La cuestión novedosa en este momento radica en la vuelta de tuerca contra los propietarios que se anuncia por parte de gobiernos de distinto ámbito, en unidad de acción con los sectores interesados absurdamente por crear barreras de entrada en el hospedaje. Observemos que hacen, a modo de ejemplo pues no son excepción, el gobierno de la Comunidad de Madrid y su Ayuntamiento, supuestamente enfrentados por las “irreconciliables diferencias ideológicas” que les separan.

No perdamos de vista, empero, que la espita se abrió por el simpar gobierno central dirigido por el presidente del gobierno Mariano Rajoy Brey en 2013. Contradiciendo las propias leyes fiscales sobre lo que constituye una actividad profesional de arrendamiento de inmuebles, mediante una Ley aprobada el 4 de junio, se añadió a la Ley de arrendamientos urbanos un apartado [artículo 5 e)] para excluir de su ámbito de aplicación “la cesión temporal de uso de la totalidad de una vivienda amueblada y equipada en condiciones de uso inmediato, comercializada o promocionada en canales de oferta turística y realizada con finalidad lucrativa, cuando esté sometida a un régimen específico, derivado de su normativa sectorial”.

La calificación de los arrendamientos de vivienda de temporada como turísticos quedaba, pues, al albur de una legislación sectorial autonómica intervencionista, que se incentivaba bajo unas condiciones muy confusas. Mediante semejante trapacería legislativa se introducía unas desaforadas exigencias a un tipo de arrendador no profesional[ii] que empezaba a aprovechar las posibilidades de la economía colaborativa para  obtener unos ingresos adicionales.
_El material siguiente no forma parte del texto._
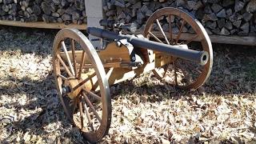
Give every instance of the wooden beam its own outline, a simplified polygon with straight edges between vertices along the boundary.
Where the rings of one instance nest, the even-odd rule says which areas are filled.
[[[164,38],[161,32],[152,32],[155,36],[159,38]],[[136,34],[143,34],[143,32],[136,32]],[[168,33],[166,33],[168,36]],[[174,38],[175,38],[177,34],[174,34]],[[193,34],[182,33],[180,39],[182,40],[190,40],[194,37]],[[224,36],[224,35],[210,35],[210,38],[214,43],[226,43],[226,44],[234,44],[234,45],[246,45],[246,46],[256,46],[256,36]],[[198,41],[199,38],[194,39],[195,41]]]
[[[86,24],[65,25],[64,23],[46,23],[44,22],[22,22],[18,21],[0,20],[0,25],[20,26],[20,27],[31,27],[31,28],[33,27],[33,28],[40,28],[40,29],[63,29],[63,28],[76,28],[78,30],[86,29]]]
No en vano se le sometía a unas condiciones equiparables a las de la industria hotelera, cuya mano se percibía en la nueva regulación. Y de ahí que cupiera esperar nuevos pasos de la hidra administrativa. Así ha ocurrido en los ejemplos que paso a analizar.
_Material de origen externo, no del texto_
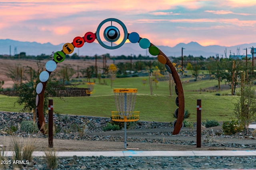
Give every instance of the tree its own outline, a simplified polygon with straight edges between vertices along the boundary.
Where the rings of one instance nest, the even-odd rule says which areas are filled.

La Comunidad de Madrid, que podía abstenerse para no levantar más trabas para los particulares, ha anunciado recientemente que aprobará un decreto regulador de los apartamentos turísticos, el cual exigirá unos certificados de idoneidad, definirá el canal de oferta y recogerá la obligación de informar a la Dirección General de la Policía sobre las personas alojadas. Del mismo modo, el Ayuntamiento de la capital, que ya había anunciado su intención de evitar la “transformación de viviendas en hoteles”, retorciendo la interpretación de las normas urbanísticas contenidas en el Plan General de Ordenación Urbana de Madrid para el centro de la ciudad, se dispone a exigir una licencia municipal a los propietarios que destinen sus viviendas más de 90 días al alojamiento de turistas.
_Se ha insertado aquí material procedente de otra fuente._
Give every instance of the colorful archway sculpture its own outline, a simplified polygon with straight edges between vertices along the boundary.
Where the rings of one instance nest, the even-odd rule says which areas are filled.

Como se puede observar, la actuación de los políticos españoles recuerda a la visión sobre la economía que Ronald Reagan atribuyó al gobierno: “Si se mueve, ponle impuestos; si se sigue moviendo, regúlalo. Y si deja de moverse, subsídialo". Su patrón de conducta no sigue el orden de las medidas enumeradas por el presidente norteamericano, pues son simultáneas en relación a la industria hotelera. A cambio de su sometimiento, parece que han llegado a un pacto tácito con los hoteleros perezosos para eliminar competidores y reducir las posibilidades de creación de riqueza del enorme número de españoles que mantiene casas en propiedad.

 

 

[i] Lo cual, por cierto, permite la legislación urbanística española cuando una administración pública concede al llamado “agente urbanizador” la gestión de una determinada área de gestión urbanística.

[ii] La ley del Impuesto sobre la Renta de las Personas Físicas (Art. 27.2) establece que “se entenderá que el arrendamiento de inmuebles se realiza como actividad económica, únicamente cuando para la ordenación de ésta se utilice, al menos, una persona empleada con contrato laboral y a jornada completa”.